Dates2013 - Ongoing
- Topics Portrait, Daily Life, Documentary
- Location Warsaw, Poland
The Palace of Culture and Science in Warsaw – less and less a symbol of Stalinist domination, more and more an icon of the city. It evokes strong emotions all the while remaining largely unexplored, and as such a tad alien.
PKiN is the abbreviation of the Polish name (Pałac Kultury i Nauki) for the Palace of Culture and Science in the country’s capital, Warsaw. This huge building containing in excess of 3200 rooms was a gift from the Soviet Union under Stalin to the people of Poland and was created between 1952 and 1955. Construction elements include some of the finest workmanship by craftsmen from Poland and the Soviet Union.
Images delve behind the scenes of this magnificent structure as it exists today. Fota’s distanced views evoke a sense of the range of public responses – awe, respect, and perhaps even some resentment of this overwhelming structure, with all its elements and all its history. Fota states that his goal was to document how the palace functions on the inside, “to convey the mysterious, surreal ambience” which the Palace exudes.

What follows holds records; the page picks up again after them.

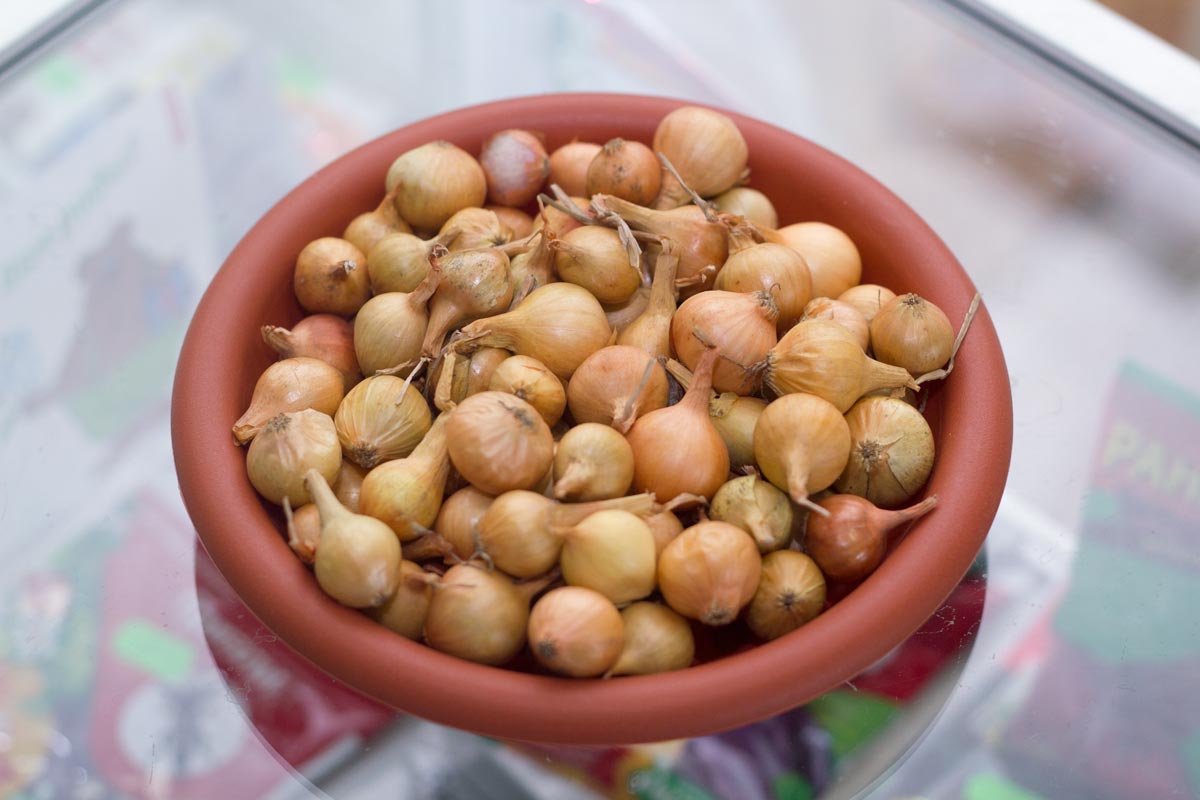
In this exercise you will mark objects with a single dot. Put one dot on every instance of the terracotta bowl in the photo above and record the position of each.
(741, 681)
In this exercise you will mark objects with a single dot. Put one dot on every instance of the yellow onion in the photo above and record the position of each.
(287, 447)
(657, 639)
(358, 559)
(499, 443)
(289, 385)
(304, 529)
(400, 262)
(841, 313)
(832, 257)
(521, 530)
(383, 417)
(651, 330)
(366, 229)
(474, 283)
(802, 444)
(706, 149)
(516, 166)
(479, 615)
(517, 221)
(822, 358)
(616, 385)
(709, 572)
(697, 241)
(913, 334)
(735, 417)
(532, 382)
(741, 325)
(459, 519)
(791, 593)
(594, 258)
(325, 337)
(748, 203)
(868, 299)
(891, 452)
(389, 329)
(349, 483)
(432, 181)
(406, 609)
(559, 324)
(569, 167)
(331, 277)
(757, 507)
(625, 169)
(665, 527)
(775, 269)
(474, 228)
(611, 552)
(676, 449)
(575, 631)
(593, 462)
(532, 269)
(406, 493)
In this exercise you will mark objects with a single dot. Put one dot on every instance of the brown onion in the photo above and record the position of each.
(676, 449)
(575, 631)
(331, 277)
(624, 169)
(499, 443)
(850, 541)
(709, 572)
(616, 385)
(516, 166)
(791, 593)
(325, 337)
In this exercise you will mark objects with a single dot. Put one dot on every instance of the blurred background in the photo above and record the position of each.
(139, 139)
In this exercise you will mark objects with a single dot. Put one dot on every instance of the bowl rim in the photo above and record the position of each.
(729, 692)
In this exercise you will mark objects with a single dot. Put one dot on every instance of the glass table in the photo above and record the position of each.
(141, 143)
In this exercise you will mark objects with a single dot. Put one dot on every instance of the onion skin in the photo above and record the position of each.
(833, 259)
(289, 385)
(657, 639)
(569, 167)
(612, 388)
(331, 277)
(516, 166)
(822, 358)
(707, 150)
(741, 325)
(791, 593)
(709, 572)
(802, 445)
(676, 449)
(575, 631)
(892, 451)
(499, 443)
(433, 181)
(325, 337)
(559, 324)
(850, 542)
(477, 615)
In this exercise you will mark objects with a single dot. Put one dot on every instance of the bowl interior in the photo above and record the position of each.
(223, 355)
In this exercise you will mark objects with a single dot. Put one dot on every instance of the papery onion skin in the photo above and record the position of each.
(791, 593)
(892, 451)
(709, 572)
(569, 167)
(477, 615)
(499, 443)
(432, 181)
(833, 259)
(575, 631)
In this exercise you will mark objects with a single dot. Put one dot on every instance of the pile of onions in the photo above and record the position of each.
(589, 432)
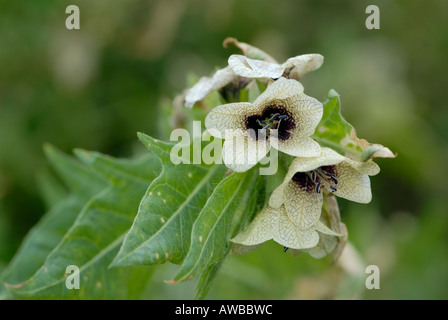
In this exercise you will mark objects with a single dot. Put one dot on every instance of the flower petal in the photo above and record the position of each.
(241, 152)
(207, 85)
(280, 91)
(353, 185)
(303, 207)
(301, 65)
(297, 146)
(289, 235)
(307, 113)
(250, 68)
(368, 167)
(327, 157)
(261, 228)
(229, 116)
(278, 196)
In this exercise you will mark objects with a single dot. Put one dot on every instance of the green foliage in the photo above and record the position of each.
(334, 131)
(85, 230)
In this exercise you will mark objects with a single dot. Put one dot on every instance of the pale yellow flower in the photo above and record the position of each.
(307, 178)
(275, 224)
(241, 70)
(283, 109)
(293, 68)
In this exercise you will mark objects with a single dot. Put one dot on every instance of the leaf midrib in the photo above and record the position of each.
(196, 190)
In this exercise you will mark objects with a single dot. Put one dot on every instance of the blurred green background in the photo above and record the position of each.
(96, 87)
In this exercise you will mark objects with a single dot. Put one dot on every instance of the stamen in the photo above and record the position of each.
(318, 185)
(334, 179)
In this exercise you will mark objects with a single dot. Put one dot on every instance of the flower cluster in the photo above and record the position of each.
(285, 118)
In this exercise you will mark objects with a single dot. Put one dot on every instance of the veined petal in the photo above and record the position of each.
(307, 113)
(282, 91)
(321, 227)
(229, 116)
(250, 68)
(368, 167)
(353, 185)
(289, 235)
(261, 228)
(303, 207)
(301, 65)
(278, 196)
(241, 152)
(207, 85)
(297, 146)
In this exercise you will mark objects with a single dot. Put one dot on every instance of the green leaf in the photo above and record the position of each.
(95, 237)
(162, 228)
(39, 242)
(334, 131)
(210, 238)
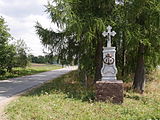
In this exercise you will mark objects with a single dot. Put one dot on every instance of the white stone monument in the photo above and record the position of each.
(109, 69)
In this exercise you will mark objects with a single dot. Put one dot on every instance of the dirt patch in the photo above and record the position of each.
(3, 104)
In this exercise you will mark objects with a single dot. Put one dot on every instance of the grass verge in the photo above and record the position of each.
(32, 69)
(66, 98)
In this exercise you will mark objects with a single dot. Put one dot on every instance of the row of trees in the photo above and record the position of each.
(11, 55)
(47, 59)
(137, 23)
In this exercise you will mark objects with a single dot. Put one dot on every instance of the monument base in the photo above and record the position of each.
(111, 91)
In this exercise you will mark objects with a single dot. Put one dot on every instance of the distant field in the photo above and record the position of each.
(31, 69)
(66, 98)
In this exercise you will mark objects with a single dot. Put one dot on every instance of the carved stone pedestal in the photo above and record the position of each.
(111, 91)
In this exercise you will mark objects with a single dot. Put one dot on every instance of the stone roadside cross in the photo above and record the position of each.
(109, 33)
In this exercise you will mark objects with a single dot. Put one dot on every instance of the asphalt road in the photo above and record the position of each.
(12, 87)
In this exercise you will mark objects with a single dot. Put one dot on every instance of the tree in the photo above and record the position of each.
(21, 57)
(82, 23)
(144, 19)
(6, 51)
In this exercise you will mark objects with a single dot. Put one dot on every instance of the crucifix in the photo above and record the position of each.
(109, 33)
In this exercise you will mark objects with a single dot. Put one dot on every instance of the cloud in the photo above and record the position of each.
(21, 17)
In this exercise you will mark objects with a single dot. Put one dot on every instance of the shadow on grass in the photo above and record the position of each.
(67, 84)
(19, 73)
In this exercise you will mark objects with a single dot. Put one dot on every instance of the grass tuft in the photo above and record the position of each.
(30, 70)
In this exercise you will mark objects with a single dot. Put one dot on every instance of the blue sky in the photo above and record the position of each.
(21, 16)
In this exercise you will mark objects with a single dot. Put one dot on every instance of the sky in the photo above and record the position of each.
(21, 17)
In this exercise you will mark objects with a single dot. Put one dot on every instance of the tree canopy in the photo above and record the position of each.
(82, 22)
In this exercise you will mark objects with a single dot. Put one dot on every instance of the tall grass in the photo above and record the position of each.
(31, 69)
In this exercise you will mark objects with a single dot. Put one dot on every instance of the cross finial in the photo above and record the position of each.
(109, 33)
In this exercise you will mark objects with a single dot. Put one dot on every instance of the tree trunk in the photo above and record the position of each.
(139, 80)
(98, 60)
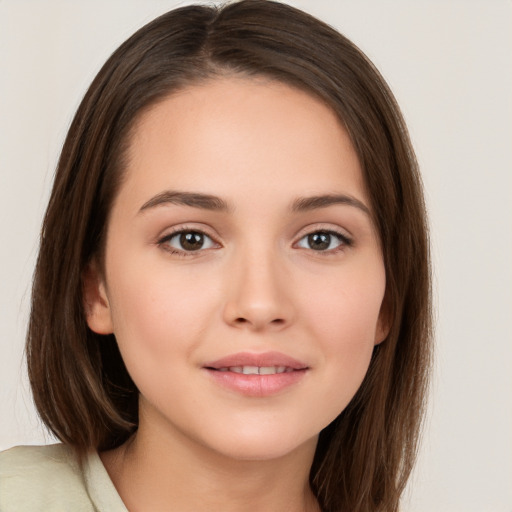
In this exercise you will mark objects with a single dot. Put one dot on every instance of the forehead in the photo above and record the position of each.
(230, 134)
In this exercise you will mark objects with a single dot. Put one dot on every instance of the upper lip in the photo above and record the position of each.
(264, 359)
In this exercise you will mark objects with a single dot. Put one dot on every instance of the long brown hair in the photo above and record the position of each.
(81, 387)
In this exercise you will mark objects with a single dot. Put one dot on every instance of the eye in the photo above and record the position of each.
(188, 241)
(323, 241)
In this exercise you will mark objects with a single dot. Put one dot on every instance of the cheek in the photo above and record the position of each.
(157, 313)
(343, 318)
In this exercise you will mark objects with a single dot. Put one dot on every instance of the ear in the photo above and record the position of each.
(383, 323)
(96, 304)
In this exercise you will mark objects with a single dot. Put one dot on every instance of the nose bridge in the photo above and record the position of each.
(256, 298)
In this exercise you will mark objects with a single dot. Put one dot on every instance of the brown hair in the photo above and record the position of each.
(81, 387)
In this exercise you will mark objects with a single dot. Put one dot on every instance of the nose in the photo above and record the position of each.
(258, 296)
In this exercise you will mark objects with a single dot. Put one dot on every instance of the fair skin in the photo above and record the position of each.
(282, 270)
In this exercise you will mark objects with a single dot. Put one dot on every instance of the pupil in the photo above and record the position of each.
(191, 241)
(319, 241)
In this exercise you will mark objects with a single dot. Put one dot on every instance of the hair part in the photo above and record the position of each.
(80, 385)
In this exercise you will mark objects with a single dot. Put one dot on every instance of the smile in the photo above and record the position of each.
(257, 370)
(257, 375)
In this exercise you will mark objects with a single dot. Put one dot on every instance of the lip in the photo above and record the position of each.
(256, 385)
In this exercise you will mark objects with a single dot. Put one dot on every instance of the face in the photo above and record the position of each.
(243, 275)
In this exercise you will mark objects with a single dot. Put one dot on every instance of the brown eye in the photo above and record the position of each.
(191, 241)
(319, 241)
(324, 241)
(188, 241)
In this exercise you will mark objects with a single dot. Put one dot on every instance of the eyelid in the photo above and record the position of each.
(346, 240)
(185, 228)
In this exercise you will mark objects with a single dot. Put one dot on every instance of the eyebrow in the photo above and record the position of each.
(214, 203)
(314, 202)
(196, 200)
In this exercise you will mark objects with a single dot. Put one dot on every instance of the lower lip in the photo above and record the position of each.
(257, 385)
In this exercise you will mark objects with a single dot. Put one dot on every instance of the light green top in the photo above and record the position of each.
(49, 479)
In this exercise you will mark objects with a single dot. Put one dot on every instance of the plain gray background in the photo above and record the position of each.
(448, 63)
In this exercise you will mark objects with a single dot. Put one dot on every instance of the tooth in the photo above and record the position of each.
(250, 370)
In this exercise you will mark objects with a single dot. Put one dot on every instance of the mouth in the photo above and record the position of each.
(255, 370)
(257, 375)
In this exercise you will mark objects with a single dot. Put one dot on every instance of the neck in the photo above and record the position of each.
(173, 473)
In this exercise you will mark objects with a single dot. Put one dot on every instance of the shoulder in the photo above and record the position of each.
(38, 478)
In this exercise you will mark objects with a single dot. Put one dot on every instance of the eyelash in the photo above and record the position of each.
(344, 241)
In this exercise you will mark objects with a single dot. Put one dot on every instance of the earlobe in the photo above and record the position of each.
(95, 301)
(383, 325)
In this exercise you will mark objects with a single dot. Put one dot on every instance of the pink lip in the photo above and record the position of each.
(253, 359)
(256, 385)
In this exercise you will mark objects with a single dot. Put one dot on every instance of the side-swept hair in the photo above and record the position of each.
(81, 387)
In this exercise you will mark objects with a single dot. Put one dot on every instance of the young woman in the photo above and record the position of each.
(231, 305)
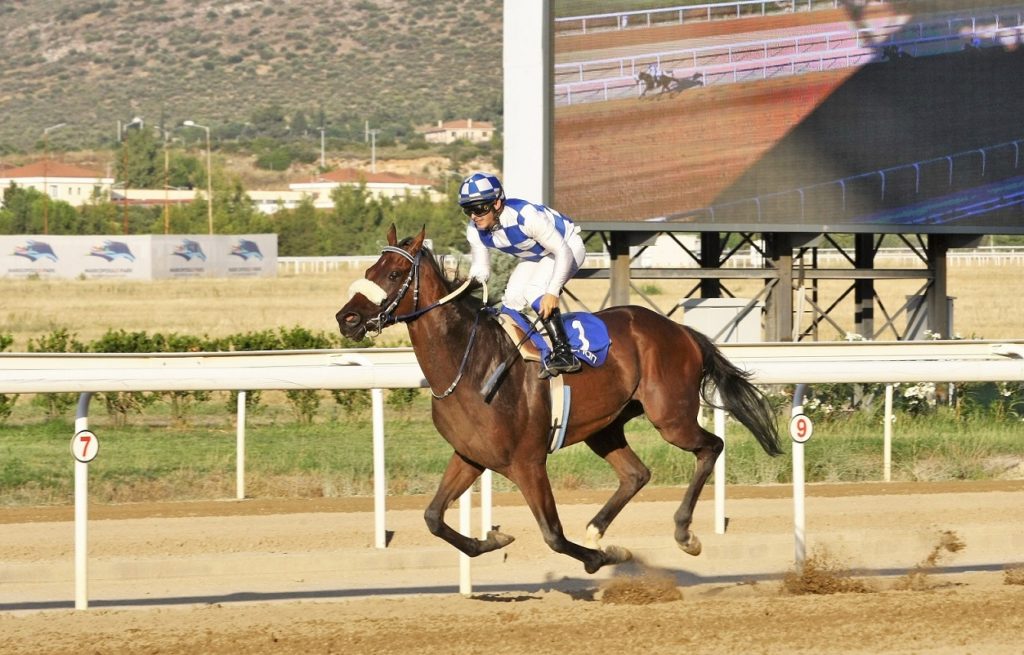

And sure enough, the administrators and caretakers of the palace are depicted as relatively small elements of the photographs in which they appear. The general impression of the viewer is one of distance, which enhances the mysteries of what is shown. The viewer also feels overcome by the sheer number and size of the many magnificent structural elements, as they mix with items neglected or in disrepair, mere reflections of the “glory” of former times.